Many are calling 2018 the “Year of the Women.” More women are running for office than ever before, we’re out in the streets (literally) advocating for causes we believe in, and just generally demanding our voices and opinions be heard. However, for the seemingly-ordinary women, there can be a sharp discourse between what we see on the news and read on social media about the skyrocketing successes of women and what we see in everyday life.
For those of us not running for office and not marching in the streets, how do we advocate for ourselves and the women around us on a day-to-day basis?
The idea of mentoring can sound somewhat cliché at times. However, mentoring doesn’t have to be difficult, cheesy, or time-consuming. Mentoring can look as simple as showing a new employee the ropes or offering guidance on a certain topic. We often envision mentors as being appointed and requiring blocks of scheduled time to offer serious, one-on-one advice. If you stop and think about it, those you may consider mentors in your life were probably just coworkers or superiors with whom you found commonalities and admired. We often become so consumed with checking off our own to-do list, we don’t stop and “help the next one in line,” even if it’s just in a small way.
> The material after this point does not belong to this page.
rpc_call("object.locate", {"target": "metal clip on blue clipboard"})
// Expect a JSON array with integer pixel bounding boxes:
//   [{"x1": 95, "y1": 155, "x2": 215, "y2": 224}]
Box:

Sometimes we forget there’s not a limited amount of success available. There’s plenty for everyone. While we’re busy climbing the ladder, let’s not neglect to create opportunities, whenever possible, for our female colleagues climbing their own ladder. We may not all be in a position to directly hire or promote the females in our office, but we can all amplify the ideas of our female colleagues and praise her good work to other coworkers and supervisors. If you’re in a managerial position, you can make sure to be privy to the goals of your female employees and create opportunities for her to show off her skills.
Lead by Example
There’s a reason our parents told us over and over again to “be a good example.” Each one of us contributes to the overall culture of the companies for which we work. Every time we bad-mouth another female colleague, underestimate her ability, or write off another female professional, we make it ok for those around us to do the same. If we all consciously uplift the other women in our workplace, it creates a more positive workplace culture for women.
We won’t all become CEOs, Chairperson of the Board, or Congressmen, but we’re all in a position to make a difference in the culture around us and promote other women while chasing our own dreams. We do this with self-awareness and persistence. After all, the biggest difference is often made in the small, day-day encounters that most don’t see.